Green Minestrone with Italian Salsa Verde

Makes 8 to 10 servings

½ cup olive oil, plus more as needed

1 large white or yellow onion, cut into small dice

3 leeks, white and pale green parts only, thoroughly washed and very thinly sliced

— Salsa Verde, recipe follows

8-10 garlic cloves, peeled and very thinly sliced

— Kosher salt

1½ pounds small new potatoes, peeled and quartered

10 cups homemade chicken stock or vegetable stock

2 bay leaves

2 cups, approximately, cooked cannelini beans

6 ounces small dried pasta, such as small shells or ditalini

8 ounces small Blue Lake green beans, trimmed and cut into 1-inch lengths

2 cups very thinly sliced green cabbage

1 pound small zucchini, cut into medium julienne

8 ounces small spinach leaves or small-leafed arugula

3 celery stalks, trimmed and cut into very thin diagonal slices

— Grated zest of 1 lemon

— Black pepper in a mill

1 small-medium chunk of Laura Chenel Tome or similar aged goat cheese

Pour the olive oil into a large soup pot set over medium-low heat, add the onion and leeks and sauté gently until soft and fragrant, about 20 minutes; do not let the vegetables brown.

While the onions and leeks cook, make the salsa verde (recipe below) and set it aside.

Add the garlic to the pan, sauté for 1 minute, and season with salt.

Add the potatoes, stock, and bay leaves, increase the heat, and bring to a boil. When the liquid boils, reduce the heat to low and simmer gently until the potatoes are just tender, about 10 minutes.

Stir in the cannellini beans and the pasta and cook until the pasta is almost but not quite done. Add the green beans, cabbage, zucchini and spinach or arugula and cook 4 minutes more.

Meanwhile, pour a little olive oil into a medium sauté pan set over medium heat, add the celery, and sauté until it just softens, about 3 to 4 minutes. Season with salt, add the lemon zest, and stir into the soup.

Taste the soup, correct for salt, adding just enough to make the flavors blossom. If the soup is too thick for your taste, thin with more stock or with water and heat through. Add several very generous turns of black pepper.

Remove from the heat and let rest, covered, for 5 to 10 minutes. Use tongs to remove and discard the bay leaves.

Stir in the salsa verde and ladle into soup bowls or soup plates.

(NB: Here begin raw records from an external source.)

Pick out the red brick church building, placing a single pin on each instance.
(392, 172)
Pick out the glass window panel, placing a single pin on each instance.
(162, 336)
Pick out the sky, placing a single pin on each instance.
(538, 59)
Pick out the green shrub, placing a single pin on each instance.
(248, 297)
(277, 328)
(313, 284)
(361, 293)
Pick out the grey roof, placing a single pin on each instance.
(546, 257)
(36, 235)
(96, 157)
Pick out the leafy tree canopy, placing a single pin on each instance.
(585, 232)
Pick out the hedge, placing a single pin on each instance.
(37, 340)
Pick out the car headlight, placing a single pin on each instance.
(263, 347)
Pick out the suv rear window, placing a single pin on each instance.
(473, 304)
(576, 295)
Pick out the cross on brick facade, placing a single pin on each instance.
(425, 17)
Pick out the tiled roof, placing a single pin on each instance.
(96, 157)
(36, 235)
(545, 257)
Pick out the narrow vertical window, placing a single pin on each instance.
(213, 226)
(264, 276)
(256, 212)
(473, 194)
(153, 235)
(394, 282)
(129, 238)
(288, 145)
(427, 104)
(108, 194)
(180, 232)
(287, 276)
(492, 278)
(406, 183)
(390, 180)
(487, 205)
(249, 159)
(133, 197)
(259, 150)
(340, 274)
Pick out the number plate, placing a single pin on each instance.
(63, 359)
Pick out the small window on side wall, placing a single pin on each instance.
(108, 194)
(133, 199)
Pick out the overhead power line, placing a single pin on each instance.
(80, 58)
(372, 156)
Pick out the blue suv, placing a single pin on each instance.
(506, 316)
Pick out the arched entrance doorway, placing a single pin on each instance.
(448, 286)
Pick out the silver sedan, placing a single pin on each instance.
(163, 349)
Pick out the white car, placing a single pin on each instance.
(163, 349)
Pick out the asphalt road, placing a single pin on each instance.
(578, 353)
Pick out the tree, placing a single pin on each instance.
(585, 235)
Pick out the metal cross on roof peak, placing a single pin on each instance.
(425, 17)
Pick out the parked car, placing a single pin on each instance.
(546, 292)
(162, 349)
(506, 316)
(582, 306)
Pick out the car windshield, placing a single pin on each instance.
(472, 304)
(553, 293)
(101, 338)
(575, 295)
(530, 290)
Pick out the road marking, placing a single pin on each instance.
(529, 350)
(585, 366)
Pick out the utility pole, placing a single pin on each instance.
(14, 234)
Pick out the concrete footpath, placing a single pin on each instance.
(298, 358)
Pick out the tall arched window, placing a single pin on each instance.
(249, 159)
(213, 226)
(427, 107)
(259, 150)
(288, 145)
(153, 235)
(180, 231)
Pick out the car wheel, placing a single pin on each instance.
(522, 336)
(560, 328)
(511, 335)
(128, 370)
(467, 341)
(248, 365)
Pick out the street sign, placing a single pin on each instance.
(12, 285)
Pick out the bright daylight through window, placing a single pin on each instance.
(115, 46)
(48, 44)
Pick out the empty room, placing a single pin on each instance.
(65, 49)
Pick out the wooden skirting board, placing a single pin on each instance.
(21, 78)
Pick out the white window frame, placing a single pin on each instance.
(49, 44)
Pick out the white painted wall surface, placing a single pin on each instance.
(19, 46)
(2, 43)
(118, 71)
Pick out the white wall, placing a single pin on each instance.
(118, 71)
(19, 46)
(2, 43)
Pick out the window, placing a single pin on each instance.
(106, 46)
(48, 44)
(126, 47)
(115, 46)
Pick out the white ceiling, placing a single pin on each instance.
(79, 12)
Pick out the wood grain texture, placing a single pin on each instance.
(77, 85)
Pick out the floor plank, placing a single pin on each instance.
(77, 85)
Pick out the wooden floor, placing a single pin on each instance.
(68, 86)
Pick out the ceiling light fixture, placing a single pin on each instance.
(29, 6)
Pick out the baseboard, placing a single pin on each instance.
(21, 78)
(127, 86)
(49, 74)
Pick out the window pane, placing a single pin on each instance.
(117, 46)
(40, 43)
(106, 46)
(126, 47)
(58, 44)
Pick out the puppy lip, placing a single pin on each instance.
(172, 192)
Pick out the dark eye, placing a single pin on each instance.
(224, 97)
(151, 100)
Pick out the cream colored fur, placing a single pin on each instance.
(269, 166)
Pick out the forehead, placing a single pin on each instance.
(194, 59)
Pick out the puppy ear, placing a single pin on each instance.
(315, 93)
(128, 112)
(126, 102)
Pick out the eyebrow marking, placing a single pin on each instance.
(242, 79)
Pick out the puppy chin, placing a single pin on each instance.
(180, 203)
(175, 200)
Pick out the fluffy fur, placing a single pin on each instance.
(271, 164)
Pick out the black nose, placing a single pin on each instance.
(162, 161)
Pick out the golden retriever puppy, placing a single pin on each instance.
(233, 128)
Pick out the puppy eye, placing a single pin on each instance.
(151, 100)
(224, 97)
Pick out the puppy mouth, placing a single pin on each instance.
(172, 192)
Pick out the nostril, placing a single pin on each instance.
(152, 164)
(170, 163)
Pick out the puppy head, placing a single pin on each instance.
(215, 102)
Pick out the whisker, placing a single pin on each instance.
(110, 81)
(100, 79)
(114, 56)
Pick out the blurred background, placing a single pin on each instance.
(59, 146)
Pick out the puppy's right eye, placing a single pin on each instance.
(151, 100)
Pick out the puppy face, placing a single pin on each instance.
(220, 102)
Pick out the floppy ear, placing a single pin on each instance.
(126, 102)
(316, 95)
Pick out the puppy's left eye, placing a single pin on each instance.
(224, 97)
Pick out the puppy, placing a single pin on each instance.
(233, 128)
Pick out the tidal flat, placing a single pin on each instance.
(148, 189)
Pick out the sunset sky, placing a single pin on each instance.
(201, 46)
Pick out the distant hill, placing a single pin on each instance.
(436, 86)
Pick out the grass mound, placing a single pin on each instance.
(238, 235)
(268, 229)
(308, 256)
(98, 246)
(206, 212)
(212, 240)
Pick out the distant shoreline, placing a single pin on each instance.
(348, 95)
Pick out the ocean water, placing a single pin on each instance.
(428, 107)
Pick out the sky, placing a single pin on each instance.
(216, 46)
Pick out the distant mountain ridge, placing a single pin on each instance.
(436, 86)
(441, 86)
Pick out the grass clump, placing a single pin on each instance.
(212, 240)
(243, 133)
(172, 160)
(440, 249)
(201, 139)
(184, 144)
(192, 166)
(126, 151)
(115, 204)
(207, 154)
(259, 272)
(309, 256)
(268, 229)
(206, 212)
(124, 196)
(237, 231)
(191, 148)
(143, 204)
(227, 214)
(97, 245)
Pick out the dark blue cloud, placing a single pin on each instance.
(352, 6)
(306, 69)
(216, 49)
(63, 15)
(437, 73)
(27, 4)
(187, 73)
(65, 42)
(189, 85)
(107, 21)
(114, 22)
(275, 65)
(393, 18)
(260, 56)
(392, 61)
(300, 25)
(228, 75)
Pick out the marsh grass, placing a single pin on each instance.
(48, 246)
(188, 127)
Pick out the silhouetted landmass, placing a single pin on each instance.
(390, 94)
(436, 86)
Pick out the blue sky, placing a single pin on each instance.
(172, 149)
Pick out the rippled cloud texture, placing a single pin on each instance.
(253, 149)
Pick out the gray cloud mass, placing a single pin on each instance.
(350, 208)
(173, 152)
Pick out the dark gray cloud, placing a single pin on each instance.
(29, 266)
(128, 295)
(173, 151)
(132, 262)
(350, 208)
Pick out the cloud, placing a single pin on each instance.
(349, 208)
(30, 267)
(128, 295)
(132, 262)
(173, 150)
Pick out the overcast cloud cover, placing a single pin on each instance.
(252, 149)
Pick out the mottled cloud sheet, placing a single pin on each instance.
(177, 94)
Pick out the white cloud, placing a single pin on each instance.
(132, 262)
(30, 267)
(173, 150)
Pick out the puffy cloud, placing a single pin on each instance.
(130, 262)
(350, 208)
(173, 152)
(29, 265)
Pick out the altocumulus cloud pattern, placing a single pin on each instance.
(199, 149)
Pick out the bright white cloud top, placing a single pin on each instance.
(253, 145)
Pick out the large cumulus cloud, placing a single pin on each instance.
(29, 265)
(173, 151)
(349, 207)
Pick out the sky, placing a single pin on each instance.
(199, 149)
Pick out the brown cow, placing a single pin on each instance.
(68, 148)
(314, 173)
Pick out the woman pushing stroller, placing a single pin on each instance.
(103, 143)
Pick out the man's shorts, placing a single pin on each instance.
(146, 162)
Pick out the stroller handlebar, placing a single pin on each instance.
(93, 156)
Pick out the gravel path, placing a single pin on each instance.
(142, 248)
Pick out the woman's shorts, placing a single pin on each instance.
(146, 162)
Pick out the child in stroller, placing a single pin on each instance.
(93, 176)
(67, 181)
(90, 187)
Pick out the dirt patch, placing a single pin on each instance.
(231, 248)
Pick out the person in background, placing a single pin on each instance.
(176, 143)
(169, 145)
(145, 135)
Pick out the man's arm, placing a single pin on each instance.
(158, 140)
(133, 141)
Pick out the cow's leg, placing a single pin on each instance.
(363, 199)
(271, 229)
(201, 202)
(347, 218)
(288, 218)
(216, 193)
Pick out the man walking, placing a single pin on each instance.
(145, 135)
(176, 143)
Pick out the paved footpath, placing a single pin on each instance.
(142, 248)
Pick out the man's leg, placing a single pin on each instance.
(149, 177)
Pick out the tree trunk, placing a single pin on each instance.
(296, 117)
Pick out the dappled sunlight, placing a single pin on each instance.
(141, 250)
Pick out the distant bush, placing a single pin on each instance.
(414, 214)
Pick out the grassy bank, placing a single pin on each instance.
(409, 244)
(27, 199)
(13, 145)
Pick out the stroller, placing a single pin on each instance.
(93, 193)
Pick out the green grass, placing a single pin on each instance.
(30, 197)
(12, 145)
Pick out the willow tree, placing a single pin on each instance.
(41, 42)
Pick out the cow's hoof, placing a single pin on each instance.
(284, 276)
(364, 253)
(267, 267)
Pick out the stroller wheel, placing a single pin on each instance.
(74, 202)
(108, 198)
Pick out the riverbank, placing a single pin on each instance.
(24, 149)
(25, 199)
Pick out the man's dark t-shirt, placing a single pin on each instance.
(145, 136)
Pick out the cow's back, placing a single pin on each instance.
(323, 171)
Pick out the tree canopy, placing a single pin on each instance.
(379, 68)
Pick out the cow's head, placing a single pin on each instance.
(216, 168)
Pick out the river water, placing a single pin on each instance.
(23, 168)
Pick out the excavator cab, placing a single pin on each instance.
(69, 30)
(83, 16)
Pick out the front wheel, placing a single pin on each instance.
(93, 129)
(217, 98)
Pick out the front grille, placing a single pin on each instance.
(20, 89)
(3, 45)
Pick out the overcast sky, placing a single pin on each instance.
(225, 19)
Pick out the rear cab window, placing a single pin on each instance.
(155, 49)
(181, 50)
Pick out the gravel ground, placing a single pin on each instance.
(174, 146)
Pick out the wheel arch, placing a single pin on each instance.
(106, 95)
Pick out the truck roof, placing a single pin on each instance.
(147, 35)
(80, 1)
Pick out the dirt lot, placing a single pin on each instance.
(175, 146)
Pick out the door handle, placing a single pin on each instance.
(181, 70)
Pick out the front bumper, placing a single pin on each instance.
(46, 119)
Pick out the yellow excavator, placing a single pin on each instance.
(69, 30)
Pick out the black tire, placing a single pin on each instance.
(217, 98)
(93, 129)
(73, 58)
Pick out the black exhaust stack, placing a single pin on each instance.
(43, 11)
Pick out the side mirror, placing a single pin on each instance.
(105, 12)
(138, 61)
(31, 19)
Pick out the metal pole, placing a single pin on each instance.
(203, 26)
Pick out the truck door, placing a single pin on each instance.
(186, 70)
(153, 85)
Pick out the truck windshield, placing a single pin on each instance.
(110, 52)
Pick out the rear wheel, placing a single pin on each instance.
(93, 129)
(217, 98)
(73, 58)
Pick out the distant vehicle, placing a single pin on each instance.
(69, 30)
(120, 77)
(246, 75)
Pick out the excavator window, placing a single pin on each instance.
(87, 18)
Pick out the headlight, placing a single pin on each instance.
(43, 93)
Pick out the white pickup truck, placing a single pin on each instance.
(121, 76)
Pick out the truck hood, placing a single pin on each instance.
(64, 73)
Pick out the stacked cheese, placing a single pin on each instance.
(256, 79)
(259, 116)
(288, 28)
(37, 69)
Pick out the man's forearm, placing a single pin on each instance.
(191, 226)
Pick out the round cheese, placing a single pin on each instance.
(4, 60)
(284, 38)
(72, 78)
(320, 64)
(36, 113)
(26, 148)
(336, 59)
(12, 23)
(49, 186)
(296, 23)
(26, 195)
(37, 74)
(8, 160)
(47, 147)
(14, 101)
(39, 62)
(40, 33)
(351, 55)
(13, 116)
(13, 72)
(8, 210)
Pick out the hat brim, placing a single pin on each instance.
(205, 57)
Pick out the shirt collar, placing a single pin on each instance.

Top each portion with a generous grating of cheese and enjoy right away.

Italian-Style Salsa Verde

Makes about 2 cups

3 cups loosely packed fresh Italian parsley leaves, chopped

1 cup loosely packed fresh cilantro leaves, optional, chopped (see Note below)

6 green onions, white and pale green parts only, very thinly sliced

5 garlic cloves, minced

2 tablespoon brined green peppercorns, drained and lightly crushed

— Grated zest of 2 lemons

¼ cup freshly squeeze lemon juice

— Kosher salt

2/3 cup extra-virgin olive oil

— Black pepper in a mill

Put the parsley, cilantro, green onions, garlic, and green peppercorns into a medium bowl and toss with a fork. Add the lemon zest, lemon juice, and a generous sprinkling of salt. Taste and add a bit more salt if it tastes a bit flat. Stir in the olive oil, add several turns of black pepper, and toss well. Taste, correct for salt and acid, cover, and set aside until ready to use.

Note: If you don’t care for cilantro, simply omit it and replace it with either a cup of fresh basil leaves or another cup of Italian parsley leaves.

Variation: For a Mexican-style soup, use lime zest and lime juice in place of lemon juice. Omit the potatoes and use 1 28-ounce can of hominy instead. For the salsa verde, use 2 cups Italian parsley and 2 cups cilantro and add 1 or 2 minced serrano chiles.